Financing for $1.5 billion of these projects had already been locked in with international development partners, funding vital upgrades like the expansion of the Kinoya wastewater plant, primary healthcare facilities, increased bed capacity at CWM Hospital, and four major bridge replacements.
Looking further ahead, another $5 billion in public infrastructure projects—targeting renewable energy transition, port redevelopments, and airport expansions—was lined up to be executed through state-owned entities.
Immanuel says that the ultimate goal was to double capital spending in the medium term, shifting the national expenditure mix to a healthier 70:30 operating-to-capital ratio.
This infrastructure push was designed to jumpstart an economy under pressure.

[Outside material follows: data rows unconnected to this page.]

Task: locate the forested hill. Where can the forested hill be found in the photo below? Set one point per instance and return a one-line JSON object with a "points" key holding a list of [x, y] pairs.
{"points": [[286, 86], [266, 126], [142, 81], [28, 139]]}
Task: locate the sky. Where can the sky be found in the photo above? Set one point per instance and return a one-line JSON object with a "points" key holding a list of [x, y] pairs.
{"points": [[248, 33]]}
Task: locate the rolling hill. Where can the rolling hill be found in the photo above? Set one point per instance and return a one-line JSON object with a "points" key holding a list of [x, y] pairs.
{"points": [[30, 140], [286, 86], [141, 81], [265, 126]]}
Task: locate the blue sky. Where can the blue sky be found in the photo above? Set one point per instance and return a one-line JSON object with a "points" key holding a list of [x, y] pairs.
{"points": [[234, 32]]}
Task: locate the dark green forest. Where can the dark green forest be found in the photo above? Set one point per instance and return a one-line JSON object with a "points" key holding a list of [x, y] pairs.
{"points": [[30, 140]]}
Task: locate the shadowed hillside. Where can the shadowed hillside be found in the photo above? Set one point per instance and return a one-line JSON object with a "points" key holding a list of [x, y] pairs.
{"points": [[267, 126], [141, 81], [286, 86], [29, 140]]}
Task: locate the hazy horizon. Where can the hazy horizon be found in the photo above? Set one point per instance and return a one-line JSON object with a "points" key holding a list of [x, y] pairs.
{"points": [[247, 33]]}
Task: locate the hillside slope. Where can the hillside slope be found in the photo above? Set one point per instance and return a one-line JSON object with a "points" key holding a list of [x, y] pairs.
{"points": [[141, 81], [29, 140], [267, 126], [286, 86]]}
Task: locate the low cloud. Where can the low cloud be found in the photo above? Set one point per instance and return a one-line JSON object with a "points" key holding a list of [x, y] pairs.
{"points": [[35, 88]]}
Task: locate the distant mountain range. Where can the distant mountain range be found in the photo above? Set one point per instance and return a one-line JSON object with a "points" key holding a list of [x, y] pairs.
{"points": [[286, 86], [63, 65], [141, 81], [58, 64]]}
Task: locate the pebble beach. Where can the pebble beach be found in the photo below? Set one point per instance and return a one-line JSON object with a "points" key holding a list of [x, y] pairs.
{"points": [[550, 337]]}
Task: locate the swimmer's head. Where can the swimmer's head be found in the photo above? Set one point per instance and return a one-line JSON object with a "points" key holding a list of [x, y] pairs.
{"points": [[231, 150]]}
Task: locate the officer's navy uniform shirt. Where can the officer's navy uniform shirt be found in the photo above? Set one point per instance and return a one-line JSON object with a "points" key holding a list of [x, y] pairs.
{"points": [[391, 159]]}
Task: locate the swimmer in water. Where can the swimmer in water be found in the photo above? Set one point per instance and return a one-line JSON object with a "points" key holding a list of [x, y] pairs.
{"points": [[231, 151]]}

Due to the fuel crisis and global headwinds, Fiji’s 2026 economic growth forecast was cut in half, from 3 percent down to 1.5 percent, lagging behind the nation’s 5 percent long-term development target.
Because raising taxes would only worsen the cost of living, the government bet entirely on private-sector-led growth to restore fiscal balance and eventually reduce the deficit to a safer 3 percent.
To give businesses the confidence to expand, the government committed to a stable tax regime and took direct aim at bureaucratic red tape.
A fast-track task force was created to eliminate bottlenecks between investors and approval agencies, while a new agreement between Investment Fiji and the Ministry of Immigration promised to slash investor permit processing times from 21 days down to just five.
Fortunately, relief was already visible on the horizon: international fuel prices dropping below $80 a barrel signaled upcoming domestic fuel price cuts, promising to ease inflation.
With macroeconomic fundamentals secure, low interest rates, strong foreign reserves, and a robust $8.9 billion pipeline of 254 active private investment projects – led heavily by landmark tourism developments across the islands – Fiji positioned its private sector to spearhead the journey back toward long-term fiscal health.